Defense officials say there is no cause for alarm.

“It’s a function of what is an FDA-approved drug, and the department uses the FDA rules,” Turner said. “All FDAapproved materials are available (to the military), and they are the finest in the world.”

Turner said the potential dangers of Lariam don’t apply to everyone.

“To generalize about every single person is a mistake,” he said. “We look at each person, and the prescriptions or medical procedures are administered in accordance with best medical practices.”

That might be the goal, but it doesn’t always play out that way in the field, some say.

Staff Sgt. Georg-Andreas Pogany, a Fort Carson soldier charged with cowardice after suffering a severe anxiety attack in Iraq, has said a medic, not a doctor, handed out boxes of Lariam to soldiers.

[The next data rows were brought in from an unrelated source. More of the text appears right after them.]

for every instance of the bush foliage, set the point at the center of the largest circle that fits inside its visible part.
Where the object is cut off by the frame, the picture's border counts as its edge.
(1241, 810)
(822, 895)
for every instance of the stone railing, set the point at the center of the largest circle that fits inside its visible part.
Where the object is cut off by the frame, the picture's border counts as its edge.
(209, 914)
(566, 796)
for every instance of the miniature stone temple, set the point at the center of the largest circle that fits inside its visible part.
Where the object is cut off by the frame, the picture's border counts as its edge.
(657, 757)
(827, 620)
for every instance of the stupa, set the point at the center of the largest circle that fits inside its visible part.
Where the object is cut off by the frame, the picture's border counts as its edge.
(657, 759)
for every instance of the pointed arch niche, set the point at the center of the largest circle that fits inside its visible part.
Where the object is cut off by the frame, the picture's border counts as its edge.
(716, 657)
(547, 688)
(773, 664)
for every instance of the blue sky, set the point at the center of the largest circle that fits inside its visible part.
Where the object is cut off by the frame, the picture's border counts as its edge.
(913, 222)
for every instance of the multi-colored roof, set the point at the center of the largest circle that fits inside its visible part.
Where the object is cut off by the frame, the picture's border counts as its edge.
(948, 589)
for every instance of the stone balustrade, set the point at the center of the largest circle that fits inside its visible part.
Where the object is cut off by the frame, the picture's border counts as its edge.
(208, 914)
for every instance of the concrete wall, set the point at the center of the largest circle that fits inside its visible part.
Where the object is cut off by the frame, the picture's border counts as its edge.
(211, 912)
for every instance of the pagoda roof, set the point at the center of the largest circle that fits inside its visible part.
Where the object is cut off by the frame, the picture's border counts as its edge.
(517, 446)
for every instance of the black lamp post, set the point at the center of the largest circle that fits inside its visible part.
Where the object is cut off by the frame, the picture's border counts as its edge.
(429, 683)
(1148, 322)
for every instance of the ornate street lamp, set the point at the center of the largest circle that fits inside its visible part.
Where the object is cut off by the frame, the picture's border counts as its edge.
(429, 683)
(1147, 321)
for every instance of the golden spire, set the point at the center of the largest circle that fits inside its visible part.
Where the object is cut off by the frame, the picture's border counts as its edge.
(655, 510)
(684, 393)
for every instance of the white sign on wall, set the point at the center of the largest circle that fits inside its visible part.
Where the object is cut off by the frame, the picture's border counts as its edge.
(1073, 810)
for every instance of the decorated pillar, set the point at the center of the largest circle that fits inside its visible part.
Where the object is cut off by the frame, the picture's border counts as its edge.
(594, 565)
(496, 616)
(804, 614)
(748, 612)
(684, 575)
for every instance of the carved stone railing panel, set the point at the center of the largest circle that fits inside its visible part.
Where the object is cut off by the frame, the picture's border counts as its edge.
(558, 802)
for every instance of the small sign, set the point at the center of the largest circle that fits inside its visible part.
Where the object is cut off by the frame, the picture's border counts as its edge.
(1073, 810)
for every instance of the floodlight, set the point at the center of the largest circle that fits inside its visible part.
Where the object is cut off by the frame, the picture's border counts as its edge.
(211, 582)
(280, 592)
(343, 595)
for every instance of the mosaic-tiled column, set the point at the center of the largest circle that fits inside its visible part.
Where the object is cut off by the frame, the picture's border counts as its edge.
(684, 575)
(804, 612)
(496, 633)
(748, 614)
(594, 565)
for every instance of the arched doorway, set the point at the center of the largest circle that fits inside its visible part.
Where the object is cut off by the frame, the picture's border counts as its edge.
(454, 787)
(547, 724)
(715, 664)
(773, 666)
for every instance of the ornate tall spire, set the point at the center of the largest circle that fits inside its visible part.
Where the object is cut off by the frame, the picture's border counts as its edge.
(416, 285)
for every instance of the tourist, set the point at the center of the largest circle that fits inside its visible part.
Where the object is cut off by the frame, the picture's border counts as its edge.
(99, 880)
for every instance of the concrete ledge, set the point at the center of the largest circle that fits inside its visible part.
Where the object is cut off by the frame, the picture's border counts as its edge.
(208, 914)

The box included a list of possible side effects, but Pogany said he didn’t read it. Even if he had, he said he would have taken it because refusing would be disobeying an order.

Pogany said he took the drug four times, including Sept. 29, when he saw the body of an Iraqi man killed by U.S. forces and felt he was headed for a nervous breakdown. The cowardice allegation has been replaced with willful dereliction, and the case is pending.

Testimonials questioning Lariam’s effects also can be found on the Internet.

Questions about how soldiers, airmen and sailors are evaluated for depression and mental health problems were referred to Army personnel officials, who did not return a phone call seeking comment.

Another warning issued by Roche Pharmaceuticals says “caution should be exercised with regard to activities requiring alertness and fine motor coordination such as driving, piloting aircraft and operating machinery, as dizziness, a loss of balance, or other disorders of the central or peripheral nervous system have been reported during and following the use of Lariam.”

A U.S. Central Command spokesman said he knew of no accidents in Iraq that have involved soldiers who were taking Lariam. Many investigations are pending, however, including one this week in which a passing vehicle struck a tank and caused a weapon to hit a Fort Carson soldier, who was killed in the mishap.

Betty Ann Mauger, a spokeswoman with the Air Force Surgeon General’s office, said airmen serving in Iraq took 6,650 doses of Lariam during 2003.

She couldn’t rule out the possibility pilots have taken the drug.

“If they are sent to areas that are possibly malarial, yes,” pilots could have been prescribed the drug, she said, but she added that pilots’ physicians look at risks versus benefits before prescribing any medication, including Lariam.